出社しようとして部屋のドアを開けたら、いきなりこの場だった。

その手の物語に登場する薄暗い室内に、足元には淡い光を放っている魔法陣。


周りにはローブを着た魔法使いらしき人たちが騒いでいて、驚いたような表情の王子様っぽい男の子と、同じく騎士っぽい男が何人か。


数多のウェブ小説やラノベなんかにあるこれって、実際にあるからお話になっているのだろうか?人の想像力が実現させる力を持ったのだろうか?

なんて考えるだけ無駄ね。


これが現実だとして、あおい、しっかりしなさい!ここからが正念場よ!

ざわついている声は聞き取れるから、きっちり異世界言語補正はされてるね!

私は内心気合を入れた。


ゆっくりと周りを見渡す。


魔法陣がある台座は周りより少し高くなっているから、私は必然的に見下みくだすような視線になる。


「代表者は?」


ゆっくりと、全員に聞き取れるように、意図して低い声を出す。

王子様っぽい子がハッとしたように一歩前に出た。


「聖女様におかれましては、我らの呼びかけにご降臨賜りまして心より感謝を申し上げます。

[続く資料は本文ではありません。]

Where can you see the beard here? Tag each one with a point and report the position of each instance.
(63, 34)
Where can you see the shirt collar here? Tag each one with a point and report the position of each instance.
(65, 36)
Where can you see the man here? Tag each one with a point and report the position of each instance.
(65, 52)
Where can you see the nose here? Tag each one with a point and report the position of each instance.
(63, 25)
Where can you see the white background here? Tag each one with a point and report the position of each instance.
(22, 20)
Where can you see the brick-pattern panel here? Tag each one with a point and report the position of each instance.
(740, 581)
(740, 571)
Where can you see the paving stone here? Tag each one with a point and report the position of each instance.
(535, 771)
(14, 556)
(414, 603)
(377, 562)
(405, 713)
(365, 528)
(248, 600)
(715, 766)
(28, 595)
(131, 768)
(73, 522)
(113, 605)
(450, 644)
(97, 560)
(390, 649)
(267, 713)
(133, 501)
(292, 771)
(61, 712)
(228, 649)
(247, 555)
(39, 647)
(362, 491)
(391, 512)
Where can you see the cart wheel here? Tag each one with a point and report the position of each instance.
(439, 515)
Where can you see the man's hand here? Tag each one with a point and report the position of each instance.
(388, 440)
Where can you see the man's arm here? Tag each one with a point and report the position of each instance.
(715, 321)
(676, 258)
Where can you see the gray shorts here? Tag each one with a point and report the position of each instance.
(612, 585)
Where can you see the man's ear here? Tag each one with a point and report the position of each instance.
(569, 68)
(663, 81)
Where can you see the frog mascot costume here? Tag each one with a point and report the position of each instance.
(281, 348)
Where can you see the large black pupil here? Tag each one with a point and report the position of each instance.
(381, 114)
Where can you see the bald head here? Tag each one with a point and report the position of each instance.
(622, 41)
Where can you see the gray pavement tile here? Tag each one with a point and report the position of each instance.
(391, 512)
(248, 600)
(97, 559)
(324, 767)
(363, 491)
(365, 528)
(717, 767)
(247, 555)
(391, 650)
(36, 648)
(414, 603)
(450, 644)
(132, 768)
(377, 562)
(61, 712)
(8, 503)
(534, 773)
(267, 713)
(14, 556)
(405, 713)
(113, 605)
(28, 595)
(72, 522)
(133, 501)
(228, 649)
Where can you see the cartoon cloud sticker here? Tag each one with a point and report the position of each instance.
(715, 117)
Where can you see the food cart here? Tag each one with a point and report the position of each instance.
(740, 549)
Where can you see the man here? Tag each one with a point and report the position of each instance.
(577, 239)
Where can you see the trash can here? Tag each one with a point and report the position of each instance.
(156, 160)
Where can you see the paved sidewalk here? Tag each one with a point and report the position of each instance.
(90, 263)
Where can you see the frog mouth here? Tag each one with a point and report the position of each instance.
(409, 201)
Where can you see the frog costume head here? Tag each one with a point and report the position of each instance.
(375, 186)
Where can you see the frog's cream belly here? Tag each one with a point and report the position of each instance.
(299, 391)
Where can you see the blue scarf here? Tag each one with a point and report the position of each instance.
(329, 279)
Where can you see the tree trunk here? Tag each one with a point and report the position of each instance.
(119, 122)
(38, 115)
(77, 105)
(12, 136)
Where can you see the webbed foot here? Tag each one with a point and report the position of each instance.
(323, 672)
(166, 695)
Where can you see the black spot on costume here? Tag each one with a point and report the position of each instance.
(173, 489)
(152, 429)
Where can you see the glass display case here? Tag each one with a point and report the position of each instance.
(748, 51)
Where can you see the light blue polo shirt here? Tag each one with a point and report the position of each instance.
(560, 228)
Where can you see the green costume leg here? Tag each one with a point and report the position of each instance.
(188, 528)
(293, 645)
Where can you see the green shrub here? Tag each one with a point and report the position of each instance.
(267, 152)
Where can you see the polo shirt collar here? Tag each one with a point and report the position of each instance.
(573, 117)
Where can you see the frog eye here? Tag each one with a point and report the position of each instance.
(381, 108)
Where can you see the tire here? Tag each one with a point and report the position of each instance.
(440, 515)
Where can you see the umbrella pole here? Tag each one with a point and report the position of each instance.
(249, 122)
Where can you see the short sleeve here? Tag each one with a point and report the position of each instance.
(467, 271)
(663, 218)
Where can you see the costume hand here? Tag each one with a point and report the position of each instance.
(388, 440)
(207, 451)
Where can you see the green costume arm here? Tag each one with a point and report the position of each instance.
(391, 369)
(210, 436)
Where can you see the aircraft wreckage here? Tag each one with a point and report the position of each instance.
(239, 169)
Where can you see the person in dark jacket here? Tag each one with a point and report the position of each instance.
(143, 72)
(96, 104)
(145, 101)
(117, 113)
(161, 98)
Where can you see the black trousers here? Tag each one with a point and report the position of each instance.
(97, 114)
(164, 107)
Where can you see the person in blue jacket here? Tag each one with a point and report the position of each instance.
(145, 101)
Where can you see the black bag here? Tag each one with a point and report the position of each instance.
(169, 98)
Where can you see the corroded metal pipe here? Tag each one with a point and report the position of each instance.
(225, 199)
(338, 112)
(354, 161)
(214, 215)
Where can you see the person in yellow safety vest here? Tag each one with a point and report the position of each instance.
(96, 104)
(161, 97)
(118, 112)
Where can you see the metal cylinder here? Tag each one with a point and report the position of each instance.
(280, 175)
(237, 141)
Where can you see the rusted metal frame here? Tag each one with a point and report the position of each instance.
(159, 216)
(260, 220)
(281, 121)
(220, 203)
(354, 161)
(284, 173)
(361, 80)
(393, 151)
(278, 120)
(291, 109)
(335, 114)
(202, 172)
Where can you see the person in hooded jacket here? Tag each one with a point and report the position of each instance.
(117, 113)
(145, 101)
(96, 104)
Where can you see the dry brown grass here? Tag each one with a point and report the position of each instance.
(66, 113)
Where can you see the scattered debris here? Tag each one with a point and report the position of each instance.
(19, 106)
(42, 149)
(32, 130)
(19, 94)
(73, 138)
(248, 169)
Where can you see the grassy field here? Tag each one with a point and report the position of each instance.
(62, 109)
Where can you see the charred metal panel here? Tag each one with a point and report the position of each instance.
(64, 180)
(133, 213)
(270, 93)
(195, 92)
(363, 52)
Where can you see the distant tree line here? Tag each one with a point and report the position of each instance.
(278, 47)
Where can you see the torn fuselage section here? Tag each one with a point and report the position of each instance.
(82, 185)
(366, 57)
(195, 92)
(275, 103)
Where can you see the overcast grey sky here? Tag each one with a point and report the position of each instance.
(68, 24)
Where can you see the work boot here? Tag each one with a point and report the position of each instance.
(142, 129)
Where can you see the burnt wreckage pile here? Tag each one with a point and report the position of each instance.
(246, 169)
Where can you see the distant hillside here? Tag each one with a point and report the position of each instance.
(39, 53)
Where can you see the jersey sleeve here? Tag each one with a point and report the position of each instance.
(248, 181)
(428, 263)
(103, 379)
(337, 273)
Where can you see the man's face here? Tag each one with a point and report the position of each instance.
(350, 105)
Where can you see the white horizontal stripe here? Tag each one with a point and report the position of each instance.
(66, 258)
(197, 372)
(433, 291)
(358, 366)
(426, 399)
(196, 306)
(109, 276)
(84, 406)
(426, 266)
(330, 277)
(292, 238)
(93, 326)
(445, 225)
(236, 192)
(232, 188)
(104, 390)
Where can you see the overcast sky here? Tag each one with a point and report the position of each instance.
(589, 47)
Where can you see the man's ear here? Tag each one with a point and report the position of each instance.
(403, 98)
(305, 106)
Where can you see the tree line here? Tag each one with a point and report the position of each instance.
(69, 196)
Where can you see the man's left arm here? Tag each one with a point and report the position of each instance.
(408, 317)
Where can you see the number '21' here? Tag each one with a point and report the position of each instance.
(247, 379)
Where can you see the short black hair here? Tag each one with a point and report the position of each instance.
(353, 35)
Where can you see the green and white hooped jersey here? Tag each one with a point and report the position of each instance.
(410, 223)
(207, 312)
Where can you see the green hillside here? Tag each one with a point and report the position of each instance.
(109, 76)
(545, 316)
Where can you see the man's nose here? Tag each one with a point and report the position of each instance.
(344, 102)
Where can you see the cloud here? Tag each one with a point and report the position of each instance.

私はウィリディス王国第二王子のアルベルトと申します」


聖女か! 聖女設定か! 召喚されたからそうかもと思ったけどね!


うわ~。魔王を倒せとか、浄化しろとかってヤツね。

これ、やっぱり元の世界に帰れないのかな~と、ここまで五秒。


勝手に呼び出して、勝手に願いを叶えてくれとか言って、帰せないとか言い出したらどうしてくれよう…。

まだ何も言われてないうちから、フツフツと怒りが沸いてきたのが五秒。


それから五秒で今後の話し合いを整理する。

有利になるように動かねば、どうなるかわからない我が身だ。


合計十五秒。方針を決めた。


「呼び出した訳を聞きましょう」


聖女をどう思っているかわからないけど、王子の言葉遣いで当たりをつけて高位者の空気を醸し出してみる。


聖女様に置かれましては、うんたらかんたら…。

これ長引く?こんなところに立たせたまま話すの?

私の不機嫌オーラを感じたのか、聖女様に置かれましては…、


もういいって! 場所を移す。




案内された先はめちゃくちゃお金がかかっていそうな、映画でしか見た事のないような立派な応接室だった。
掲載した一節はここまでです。